About The Book

Searching for Jane, Finding Myself 
consists of scenes that reveal how it felt to grow up in the ’50s and ’60s amidst the lies and deception that was common to adoptees of that generation.

Anyone involved in the adoption triad—adoptees, birth mothers, and adoptive parents—who has struggled with issues of secrecy will be able to identify with the plight of a young child and adolescent who is desperate to know the truth. 

In many ways, this is a story of identity and healing. In the process of looking for my birth mother, I found understanding, compassion for others, and resolution to issues of loss, trust, rejection, guilt, shame, identity & intimacy that had plagued me since childhood.Without even realizing it, I spent most of my life looking for my birth mother’s heartbeat, projecting the pain caused by my loss wherever it would stick. Searching for Jane, Finding Myself is a memoir that reveals the abandonment, fear, anger, and sadness that often result from adoption, and demonstrates how healing can ultimately take place.

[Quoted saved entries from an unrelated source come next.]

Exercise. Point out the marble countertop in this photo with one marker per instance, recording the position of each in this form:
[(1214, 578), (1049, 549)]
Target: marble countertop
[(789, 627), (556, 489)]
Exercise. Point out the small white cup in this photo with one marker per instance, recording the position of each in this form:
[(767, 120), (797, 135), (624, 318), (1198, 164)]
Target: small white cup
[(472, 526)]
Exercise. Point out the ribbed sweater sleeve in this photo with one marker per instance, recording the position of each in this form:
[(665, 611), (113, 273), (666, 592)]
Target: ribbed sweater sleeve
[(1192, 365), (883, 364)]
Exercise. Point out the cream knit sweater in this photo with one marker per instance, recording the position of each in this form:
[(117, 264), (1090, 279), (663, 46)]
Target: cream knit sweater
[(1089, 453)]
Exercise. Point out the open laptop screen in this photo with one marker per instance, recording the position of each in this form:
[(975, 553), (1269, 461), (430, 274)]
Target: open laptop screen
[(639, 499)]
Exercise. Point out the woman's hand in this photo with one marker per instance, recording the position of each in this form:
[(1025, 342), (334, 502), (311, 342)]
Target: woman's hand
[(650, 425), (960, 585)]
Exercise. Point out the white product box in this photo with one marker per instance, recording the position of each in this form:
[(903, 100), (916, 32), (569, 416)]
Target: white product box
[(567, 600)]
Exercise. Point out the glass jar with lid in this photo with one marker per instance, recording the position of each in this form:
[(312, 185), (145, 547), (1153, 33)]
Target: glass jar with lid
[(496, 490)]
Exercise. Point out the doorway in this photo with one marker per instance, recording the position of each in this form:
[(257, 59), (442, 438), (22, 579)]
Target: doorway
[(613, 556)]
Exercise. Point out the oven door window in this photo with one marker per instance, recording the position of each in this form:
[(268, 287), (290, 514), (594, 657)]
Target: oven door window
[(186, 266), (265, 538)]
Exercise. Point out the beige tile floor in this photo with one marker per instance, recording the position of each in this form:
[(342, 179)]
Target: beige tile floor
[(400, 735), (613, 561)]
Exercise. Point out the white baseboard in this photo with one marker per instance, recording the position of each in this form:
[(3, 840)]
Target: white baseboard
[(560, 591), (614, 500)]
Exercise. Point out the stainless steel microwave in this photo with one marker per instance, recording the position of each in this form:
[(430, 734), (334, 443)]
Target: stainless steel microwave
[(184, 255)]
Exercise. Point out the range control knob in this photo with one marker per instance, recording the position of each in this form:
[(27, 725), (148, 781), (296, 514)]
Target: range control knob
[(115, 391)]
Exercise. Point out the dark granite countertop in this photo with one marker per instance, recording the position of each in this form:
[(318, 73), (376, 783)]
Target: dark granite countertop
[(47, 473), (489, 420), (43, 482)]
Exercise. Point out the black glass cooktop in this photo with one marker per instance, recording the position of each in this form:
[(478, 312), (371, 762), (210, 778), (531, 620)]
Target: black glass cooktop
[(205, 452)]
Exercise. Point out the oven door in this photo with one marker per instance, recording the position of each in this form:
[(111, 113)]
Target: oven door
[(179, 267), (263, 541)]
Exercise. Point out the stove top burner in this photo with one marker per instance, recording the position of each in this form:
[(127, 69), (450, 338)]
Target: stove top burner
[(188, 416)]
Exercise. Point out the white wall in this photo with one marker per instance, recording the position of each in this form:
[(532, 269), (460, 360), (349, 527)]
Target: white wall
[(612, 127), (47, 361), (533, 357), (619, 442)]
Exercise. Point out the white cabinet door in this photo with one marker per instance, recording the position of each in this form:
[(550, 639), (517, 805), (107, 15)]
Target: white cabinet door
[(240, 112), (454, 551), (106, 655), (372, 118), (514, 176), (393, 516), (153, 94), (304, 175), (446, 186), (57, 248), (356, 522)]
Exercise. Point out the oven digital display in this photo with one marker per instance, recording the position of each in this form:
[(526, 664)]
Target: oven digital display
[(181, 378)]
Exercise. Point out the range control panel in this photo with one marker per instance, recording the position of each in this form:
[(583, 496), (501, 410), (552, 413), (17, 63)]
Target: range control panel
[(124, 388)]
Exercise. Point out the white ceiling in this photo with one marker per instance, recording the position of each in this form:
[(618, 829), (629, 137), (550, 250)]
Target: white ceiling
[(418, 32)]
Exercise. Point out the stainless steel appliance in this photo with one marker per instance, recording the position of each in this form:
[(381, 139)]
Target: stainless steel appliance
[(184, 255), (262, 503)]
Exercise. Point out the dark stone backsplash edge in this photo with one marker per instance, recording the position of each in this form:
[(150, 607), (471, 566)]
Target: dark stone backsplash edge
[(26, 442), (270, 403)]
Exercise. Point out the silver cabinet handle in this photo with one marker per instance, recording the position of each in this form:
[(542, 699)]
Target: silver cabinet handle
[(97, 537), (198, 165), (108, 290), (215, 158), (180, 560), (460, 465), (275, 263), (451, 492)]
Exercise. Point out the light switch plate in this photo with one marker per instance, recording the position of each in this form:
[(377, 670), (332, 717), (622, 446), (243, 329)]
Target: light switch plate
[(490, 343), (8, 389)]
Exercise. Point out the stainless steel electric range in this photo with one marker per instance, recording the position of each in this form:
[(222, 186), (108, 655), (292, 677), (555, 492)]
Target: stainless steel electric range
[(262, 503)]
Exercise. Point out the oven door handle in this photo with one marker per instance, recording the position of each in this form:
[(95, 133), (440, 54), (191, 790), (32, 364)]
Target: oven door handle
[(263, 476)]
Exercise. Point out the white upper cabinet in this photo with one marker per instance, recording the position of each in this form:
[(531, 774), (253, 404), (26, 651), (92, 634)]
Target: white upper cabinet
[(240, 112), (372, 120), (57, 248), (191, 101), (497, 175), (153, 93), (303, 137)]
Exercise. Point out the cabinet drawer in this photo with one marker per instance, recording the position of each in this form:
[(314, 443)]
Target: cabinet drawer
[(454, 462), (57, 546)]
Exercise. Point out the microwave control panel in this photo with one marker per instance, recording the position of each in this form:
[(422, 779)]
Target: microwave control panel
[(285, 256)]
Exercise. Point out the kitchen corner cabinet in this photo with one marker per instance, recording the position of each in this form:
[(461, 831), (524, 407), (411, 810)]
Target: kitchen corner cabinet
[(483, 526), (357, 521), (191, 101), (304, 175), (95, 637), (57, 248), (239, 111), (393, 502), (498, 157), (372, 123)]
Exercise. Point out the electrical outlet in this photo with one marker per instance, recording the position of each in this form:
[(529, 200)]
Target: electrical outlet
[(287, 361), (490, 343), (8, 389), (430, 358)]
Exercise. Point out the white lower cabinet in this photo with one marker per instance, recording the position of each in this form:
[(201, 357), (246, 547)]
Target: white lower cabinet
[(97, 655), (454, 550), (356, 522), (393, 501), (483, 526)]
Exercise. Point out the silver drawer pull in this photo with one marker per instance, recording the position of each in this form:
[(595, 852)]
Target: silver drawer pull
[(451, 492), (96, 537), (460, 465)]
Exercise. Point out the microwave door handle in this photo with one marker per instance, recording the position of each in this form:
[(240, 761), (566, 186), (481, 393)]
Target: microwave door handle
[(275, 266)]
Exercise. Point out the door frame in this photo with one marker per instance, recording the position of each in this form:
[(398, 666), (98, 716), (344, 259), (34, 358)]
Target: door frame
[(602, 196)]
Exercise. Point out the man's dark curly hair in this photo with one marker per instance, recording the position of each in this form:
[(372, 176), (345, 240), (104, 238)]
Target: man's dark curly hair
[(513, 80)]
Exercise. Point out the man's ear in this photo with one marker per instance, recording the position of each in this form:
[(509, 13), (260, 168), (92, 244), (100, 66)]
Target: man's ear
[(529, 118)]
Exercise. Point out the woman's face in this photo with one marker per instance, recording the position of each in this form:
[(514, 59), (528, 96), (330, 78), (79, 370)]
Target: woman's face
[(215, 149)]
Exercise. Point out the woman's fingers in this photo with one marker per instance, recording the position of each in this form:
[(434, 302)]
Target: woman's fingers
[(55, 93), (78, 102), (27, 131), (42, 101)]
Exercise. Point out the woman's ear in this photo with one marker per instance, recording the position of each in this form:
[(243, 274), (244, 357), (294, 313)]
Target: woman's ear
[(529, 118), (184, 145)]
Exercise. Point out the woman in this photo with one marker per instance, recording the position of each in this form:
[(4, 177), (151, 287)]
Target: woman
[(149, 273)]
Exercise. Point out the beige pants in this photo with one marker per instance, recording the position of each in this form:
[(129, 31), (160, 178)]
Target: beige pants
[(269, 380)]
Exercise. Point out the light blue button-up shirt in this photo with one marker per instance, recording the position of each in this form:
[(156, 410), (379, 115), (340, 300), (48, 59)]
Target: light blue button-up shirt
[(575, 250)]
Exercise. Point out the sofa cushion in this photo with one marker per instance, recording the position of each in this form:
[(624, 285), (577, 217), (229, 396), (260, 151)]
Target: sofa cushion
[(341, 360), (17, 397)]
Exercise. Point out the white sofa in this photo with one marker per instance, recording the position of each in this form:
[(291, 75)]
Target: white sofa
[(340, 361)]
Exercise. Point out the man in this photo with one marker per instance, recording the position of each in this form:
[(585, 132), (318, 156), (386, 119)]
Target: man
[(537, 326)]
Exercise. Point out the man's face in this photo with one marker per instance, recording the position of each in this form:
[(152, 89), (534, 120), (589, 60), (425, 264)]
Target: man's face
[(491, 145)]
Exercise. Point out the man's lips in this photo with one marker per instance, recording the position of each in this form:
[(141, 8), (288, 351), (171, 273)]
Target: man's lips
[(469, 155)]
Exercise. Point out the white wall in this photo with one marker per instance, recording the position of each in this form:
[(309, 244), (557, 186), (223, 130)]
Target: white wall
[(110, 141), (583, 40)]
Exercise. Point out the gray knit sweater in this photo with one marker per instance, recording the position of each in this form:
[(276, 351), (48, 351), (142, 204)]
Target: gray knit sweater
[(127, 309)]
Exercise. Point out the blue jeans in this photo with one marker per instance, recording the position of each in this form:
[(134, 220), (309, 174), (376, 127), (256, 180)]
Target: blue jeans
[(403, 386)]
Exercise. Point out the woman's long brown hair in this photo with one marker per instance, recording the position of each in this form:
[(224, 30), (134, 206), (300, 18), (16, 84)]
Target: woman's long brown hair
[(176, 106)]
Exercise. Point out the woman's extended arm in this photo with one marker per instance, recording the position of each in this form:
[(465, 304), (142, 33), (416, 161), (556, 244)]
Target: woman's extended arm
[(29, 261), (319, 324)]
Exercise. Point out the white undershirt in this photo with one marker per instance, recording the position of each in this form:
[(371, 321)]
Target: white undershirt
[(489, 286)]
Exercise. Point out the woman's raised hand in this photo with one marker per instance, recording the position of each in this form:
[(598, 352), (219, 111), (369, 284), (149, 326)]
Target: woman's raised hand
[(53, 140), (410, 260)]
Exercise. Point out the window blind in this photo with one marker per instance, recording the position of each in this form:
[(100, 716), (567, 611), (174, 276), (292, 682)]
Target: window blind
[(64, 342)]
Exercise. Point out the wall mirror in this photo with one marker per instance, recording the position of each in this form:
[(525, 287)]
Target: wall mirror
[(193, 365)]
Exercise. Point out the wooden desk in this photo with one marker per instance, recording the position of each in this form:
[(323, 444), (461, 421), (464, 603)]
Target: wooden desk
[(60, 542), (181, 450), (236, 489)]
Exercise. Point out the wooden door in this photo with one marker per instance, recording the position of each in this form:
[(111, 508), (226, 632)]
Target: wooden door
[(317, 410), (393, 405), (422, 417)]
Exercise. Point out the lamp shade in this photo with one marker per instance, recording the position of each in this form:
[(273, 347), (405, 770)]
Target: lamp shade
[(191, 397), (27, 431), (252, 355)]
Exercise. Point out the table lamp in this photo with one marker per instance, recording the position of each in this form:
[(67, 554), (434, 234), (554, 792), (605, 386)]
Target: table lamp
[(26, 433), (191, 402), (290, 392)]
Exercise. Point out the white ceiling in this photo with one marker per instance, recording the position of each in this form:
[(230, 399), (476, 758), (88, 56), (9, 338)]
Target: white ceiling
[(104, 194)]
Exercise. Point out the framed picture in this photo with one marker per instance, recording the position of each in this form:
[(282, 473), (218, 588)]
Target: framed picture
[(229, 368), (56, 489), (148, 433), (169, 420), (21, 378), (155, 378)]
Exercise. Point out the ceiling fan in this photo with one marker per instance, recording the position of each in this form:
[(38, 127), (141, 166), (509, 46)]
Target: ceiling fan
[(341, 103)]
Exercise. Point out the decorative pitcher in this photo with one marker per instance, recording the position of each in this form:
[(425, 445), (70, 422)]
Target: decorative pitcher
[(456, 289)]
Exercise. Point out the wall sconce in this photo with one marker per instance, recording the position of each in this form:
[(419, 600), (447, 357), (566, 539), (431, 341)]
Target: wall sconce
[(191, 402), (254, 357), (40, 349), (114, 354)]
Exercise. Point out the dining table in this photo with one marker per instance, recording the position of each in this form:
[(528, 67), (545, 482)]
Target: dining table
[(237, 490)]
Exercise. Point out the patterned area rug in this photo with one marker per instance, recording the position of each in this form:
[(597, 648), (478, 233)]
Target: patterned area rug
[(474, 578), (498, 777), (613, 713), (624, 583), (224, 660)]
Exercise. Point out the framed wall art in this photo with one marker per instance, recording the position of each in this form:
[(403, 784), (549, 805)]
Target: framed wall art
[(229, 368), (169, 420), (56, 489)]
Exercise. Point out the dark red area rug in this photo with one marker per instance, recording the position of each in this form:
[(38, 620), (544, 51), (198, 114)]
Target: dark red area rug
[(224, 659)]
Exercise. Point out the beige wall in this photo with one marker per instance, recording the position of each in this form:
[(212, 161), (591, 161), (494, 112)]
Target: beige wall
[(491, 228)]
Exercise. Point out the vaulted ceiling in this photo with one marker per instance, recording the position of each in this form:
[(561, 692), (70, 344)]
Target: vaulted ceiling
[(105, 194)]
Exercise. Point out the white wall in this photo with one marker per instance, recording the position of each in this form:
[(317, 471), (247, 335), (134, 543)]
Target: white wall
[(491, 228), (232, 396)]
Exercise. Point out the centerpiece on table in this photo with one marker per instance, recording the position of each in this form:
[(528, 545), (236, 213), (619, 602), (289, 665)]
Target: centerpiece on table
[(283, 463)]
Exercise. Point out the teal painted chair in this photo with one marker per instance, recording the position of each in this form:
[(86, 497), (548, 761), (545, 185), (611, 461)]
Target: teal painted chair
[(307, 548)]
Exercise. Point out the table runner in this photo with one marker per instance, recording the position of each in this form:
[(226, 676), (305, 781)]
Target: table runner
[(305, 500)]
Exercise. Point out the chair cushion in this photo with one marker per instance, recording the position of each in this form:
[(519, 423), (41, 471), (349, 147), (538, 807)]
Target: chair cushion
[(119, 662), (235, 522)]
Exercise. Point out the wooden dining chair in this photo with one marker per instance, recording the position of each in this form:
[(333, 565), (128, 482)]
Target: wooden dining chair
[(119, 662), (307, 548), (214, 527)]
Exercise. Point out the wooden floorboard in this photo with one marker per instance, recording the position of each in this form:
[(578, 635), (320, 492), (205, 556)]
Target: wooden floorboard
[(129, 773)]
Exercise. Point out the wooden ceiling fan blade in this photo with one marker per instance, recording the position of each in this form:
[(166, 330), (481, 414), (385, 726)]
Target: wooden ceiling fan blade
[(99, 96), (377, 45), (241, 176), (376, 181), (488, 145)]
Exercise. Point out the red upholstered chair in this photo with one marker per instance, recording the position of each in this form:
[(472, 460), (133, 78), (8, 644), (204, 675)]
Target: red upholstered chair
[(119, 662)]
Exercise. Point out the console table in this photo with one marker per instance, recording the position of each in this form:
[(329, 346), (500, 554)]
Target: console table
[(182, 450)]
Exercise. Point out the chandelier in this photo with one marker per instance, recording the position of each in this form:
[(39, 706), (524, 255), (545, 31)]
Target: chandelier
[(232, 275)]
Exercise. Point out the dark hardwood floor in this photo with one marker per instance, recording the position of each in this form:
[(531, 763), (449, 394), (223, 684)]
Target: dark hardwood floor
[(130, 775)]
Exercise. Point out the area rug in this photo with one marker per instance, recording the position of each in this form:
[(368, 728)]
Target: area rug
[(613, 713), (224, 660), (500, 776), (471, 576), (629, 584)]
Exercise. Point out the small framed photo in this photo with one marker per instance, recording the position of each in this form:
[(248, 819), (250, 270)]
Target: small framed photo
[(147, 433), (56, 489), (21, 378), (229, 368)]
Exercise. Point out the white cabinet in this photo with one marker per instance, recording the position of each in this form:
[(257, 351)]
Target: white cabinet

Adoptees often live in a world that is permeated by loss, shaped by lies and deception, and cloaked in shame and guilt. The pain is deep, yet the wound is invisible. To cope, many of us vacillate between good and bad, fantasy and reality, intimacy and rejection, caution and carelessness. Unconscious of our repetitive patterns, we rarely make a connection between the grief caused by loss of a birth mother and our negative behaviors. For some, Searching for Jane, Finding Myself begins the healing process. For others, it completes it.